Comme dans les tragédies un prologue annonce le drame à venir, dont on ne sait rien sinon qu’il va advenir et qu’il sera dévastateur. Toute la lecture est alors imprégnée de cette certitude. Et le lecteur retient son souffle jusqu’à la dernière page.
Madelaine avant l’aube tient aussi du conte. Le récit se passe à une époque lointaine, moyenâgeuse, dans un petit village du « Pays Arrière » en bordure de forêt. Les habitants, d’une grande pauvreté, semblent tout droit sortis des histoires des frères Grimm ou d’Andersen : « Nous là-dedans, au bout des terres les plus lointaines, nous sommes immuables, telles les forêts anciennes qui nous entourent. Nous pourrions être les personnages des histoires que les conteurs colportent depuis toujours, à une différence près – ici, les histoires ne finissent pas bien. ». Des sœurs jumelles, inséparables, Ambre et Aelis, sont d’une beauté sans égale, mais d’un caractère opposé. Eugène-le-Fort, le mari d’Aelis, et son cheval Jéricho traversent chaque jour le fleuve Basilic sur le bac de l’Ancienne. Une vieille femme au nom de fleur – Rose – a le secret des plantes et prépare des onguents. Tous vivent sur les terres d’Ambroisie-le-Père et dans la peur d’Ambroisie-le-fils, malfaisant et sadique.
Dans le hameau de La Montée, la vie est âpre et rude, cruelle même parfois. Le quotidien des trois fermes est rythmé par les saisons, le dur labeur dans les champs et les maisons. Rose et Bran occupent l’une d’elles, les deux sœurs les deux autres. Ambre - mariée à Léon, un homme alcoolique et violent - est restée sans enfant. Aelis n’a eu que des garçons alors qu’elle désire tant une fille. Mais un jour, surgit une enfant sauvage, une « fille de faim, c’est ainsi que nous les appelions, ces petits qui s’étaient retrouvés sur les routes ou dans les forêts après que leurs parents avaient crevé des famines, et que personne ne voulait récupérer ». La petite est confiée à Ambre, et adoptée immédiatement par Aelis ; le hameau tout entier devient sa famille. Véritable feu-follet, Madelaine est braise de vie, souffle de joie, mais son impétuosité et son indomptabilité inquiètent.
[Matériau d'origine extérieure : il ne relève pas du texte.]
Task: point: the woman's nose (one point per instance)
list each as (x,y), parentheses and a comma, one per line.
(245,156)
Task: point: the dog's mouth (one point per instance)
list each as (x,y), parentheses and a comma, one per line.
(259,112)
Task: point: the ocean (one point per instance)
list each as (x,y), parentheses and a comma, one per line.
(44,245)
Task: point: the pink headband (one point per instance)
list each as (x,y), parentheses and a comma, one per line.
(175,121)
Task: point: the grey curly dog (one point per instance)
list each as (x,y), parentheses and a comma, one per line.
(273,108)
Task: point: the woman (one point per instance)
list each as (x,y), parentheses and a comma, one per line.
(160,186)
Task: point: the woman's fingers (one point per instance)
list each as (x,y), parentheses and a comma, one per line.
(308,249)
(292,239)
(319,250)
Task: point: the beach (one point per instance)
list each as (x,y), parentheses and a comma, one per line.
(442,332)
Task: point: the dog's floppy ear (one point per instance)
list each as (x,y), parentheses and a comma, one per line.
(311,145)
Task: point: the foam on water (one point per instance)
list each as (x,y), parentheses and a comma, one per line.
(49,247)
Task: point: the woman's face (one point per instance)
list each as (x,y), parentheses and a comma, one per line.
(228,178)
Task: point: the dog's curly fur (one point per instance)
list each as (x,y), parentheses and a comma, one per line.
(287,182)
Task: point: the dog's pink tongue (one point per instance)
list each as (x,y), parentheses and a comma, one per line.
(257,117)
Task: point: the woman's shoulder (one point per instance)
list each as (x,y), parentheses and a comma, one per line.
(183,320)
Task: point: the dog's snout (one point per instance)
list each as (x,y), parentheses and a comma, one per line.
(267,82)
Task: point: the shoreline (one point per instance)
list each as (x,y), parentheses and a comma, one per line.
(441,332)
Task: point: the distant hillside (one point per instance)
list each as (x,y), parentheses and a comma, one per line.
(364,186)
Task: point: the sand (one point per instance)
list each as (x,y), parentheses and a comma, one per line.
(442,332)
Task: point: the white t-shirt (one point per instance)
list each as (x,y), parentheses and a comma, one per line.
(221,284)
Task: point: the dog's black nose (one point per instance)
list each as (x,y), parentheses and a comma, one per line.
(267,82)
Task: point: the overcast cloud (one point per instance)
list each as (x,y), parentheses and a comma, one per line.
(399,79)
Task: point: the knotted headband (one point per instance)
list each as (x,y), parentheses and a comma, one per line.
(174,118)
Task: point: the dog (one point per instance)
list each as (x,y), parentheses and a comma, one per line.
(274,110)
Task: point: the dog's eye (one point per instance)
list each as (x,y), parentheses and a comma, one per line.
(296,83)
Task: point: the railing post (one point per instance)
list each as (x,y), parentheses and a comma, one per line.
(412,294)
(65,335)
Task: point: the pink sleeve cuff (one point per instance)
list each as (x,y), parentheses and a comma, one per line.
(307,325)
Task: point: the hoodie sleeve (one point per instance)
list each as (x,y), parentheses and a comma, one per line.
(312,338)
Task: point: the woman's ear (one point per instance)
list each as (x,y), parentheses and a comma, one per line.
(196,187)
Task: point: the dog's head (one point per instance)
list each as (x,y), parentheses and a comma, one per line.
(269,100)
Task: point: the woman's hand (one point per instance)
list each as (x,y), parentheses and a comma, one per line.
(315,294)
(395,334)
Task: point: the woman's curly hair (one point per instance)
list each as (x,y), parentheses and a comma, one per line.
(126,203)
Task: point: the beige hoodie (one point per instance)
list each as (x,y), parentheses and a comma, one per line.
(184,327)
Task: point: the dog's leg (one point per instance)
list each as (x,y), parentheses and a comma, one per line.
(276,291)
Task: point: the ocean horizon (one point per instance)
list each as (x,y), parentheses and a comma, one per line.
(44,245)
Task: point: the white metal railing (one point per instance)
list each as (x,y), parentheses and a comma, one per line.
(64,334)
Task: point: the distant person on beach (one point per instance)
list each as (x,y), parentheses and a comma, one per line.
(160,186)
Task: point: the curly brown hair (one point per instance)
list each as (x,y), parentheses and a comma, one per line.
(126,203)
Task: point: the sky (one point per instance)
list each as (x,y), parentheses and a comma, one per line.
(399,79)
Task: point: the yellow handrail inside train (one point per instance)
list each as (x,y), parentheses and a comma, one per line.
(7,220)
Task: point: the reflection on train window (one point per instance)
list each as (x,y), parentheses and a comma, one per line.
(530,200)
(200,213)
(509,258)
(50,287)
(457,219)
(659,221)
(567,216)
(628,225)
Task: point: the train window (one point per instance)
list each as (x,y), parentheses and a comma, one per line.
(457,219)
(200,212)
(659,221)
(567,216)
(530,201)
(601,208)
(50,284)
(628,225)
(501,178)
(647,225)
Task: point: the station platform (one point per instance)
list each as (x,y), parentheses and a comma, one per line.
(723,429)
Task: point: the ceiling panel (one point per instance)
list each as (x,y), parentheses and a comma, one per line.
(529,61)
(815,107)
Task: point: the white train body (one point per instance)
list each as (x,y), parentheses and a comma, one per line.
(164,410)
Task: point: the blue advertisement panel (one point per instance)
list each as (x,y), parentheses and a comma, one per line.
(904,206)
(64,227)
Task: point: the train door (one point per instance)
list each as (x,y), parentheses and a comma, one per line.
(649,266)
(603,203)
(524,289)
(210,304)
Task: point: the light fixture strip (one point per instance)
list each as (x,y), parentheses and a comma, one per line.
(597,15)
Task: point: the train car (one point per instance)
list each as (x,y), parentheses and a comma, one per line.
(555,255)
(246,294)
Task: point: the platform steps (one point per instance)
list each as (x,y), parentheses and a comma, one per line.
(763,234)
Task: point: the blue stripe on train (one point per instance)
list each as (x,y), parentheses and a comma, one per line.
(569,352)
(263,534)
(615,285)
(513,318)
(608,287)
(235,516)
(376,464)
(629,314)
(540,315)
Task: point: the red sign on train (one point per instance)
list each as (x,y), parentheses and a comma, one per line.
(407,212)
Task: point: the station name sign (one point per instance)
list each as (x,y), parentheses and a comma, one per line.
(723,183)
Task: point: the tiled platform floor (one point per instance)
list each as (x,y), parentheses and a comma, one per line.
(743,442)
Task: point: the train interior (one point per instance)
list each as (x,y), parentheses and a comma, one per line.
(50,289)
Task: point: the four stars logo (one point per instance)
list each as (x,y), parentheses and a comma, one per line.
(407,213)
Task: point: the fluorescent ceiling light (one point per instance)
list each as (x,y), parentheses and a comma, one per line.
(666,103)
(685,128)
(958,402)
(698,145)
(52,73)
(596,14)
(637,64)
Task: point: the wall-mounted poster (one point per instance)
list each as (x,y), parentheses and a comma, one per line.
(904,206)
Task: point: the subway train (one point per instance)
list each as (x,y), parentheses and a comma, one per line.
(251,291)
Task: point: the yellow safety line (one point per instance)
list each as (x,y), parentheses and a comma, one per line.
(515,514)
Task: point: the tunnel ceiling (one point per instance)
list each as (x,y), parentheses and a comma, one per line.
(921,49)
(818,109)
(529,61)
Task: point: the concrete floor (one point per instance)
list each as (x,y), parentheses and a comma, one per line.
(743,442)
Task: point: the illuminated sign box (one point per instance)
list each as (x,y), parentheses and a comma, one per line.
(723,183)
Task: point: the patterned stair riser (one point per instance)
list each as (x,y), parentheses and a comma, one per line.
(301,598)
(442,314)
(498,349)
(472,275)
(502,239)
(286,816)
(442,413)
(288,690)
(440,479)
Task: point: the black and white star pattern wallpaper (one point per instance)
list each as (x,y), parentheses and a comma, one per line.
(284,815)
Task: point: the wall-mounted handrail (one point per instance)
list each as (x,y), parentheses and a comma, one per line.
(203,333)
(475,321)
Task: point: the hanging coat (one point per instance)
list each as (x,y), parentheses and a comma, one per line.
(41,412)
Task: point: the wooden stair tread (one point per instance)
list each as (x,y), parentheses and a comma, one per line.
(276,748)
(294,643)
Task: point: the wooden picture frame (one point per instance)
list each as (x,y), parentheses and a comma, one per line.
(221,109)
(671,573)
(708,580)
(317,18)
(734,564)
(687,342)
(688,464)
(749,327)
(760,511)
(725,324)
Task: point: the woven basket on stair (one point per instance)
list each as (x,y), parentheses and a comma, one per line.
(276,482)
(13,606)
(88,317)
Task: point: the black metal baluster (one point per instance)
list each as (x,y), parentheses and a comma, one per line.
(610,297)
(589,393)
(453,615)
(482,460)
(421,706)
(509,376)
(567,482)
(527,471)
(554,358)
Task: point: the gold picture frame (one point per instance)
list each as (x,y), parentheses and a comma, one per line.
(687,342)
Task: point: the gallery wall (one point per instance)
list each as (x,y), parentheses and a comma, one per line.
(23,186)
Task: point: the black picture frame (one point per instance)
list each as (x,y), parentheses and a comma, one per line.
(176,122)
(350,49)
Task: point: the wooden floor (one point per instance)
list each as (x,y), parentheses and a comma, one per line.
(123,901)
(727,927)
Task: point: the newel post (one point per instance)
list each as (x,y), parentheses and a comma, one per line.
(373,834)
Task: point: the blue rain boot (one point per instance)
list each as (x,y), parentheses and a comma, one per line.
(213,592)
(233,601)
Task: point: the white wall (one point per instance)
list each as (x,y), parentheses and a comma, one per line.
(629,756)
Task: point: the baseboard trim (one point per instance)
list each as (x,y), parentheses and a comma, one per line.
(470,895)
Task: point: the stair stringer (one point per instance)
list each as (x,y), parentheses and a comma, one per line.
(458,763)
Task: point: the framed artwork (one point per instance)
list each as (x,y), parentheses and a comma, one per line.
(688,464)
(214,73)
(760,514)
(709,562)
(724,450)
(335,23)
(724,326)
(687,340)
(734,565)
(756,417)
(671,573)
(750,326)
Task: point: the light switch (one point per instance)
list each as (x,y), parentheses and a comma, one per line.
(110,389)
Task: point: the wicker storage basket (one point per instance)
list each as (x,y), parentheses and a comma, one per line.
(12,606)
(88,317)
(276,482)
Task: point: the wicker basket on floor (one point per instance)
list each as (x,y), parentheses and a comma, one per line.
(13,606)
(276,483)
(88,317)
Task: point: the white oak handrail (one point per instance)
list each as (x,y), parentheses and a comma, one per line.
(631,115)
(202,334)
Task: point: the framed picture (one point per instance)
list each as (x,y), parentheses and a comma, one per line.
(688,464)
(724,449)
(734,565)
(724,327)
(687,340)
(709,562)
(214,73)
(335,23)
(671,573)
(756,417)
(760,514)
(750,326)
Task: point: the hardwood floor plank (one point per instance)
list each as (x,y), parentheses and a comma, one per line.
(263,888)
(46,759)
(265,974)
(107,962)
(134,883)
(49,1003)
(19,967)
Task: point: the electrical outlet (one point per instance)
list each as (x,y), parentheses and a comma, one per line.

La virtuosité de l’écriture de Sandrine Collette réside dans la tension qu’elle maintient à chaque page, pour ne pas dire à chaque ligne. Au Pays Arrière, chaque jour est une question de survie. Le danger est partout : Ambroisie-le-fils peut surgir à n’importe quel moment, la pluie ou le gel peuvent détruire les récoltes, la famine n’est jamais loin. Le lecteur, bien qu’aux aguets, se laisse pourtant plus d’une fois surprendre. La fin de la troisième partie apporte une révélation sidérante qui nous fait retourner fébrilement en arrière : comment a-t-on pu passer à côté ? A cette composition magistrale, digne des meilleurs thrillers, s’ajoute la beauté de l’écriture, rugueuse et vive, avec ses phrases amples qui soudain retombent ou sont laissées en suspens quand le pire arrive. Les pages consacrées à un hiver particulièrement rigoureux sont magnifiques et terribles : « Et c’est cela la vie, crever ensemble sans autre solution, sans Dieu pour sauver le monde, un Dieu qui a déserté depuis longtemps cette région hostile. Les plus forts gagnent le droit de regarder mourir ceux qu’ils aiment. Les plus forts volent les plus faibles pour vivre encore un jour. »
Une des plus belles réussites de cette rentrée littéraire.
Madelaine avant l’aube, Sandrine Collette, JC Lattès, 2024, 252 pages.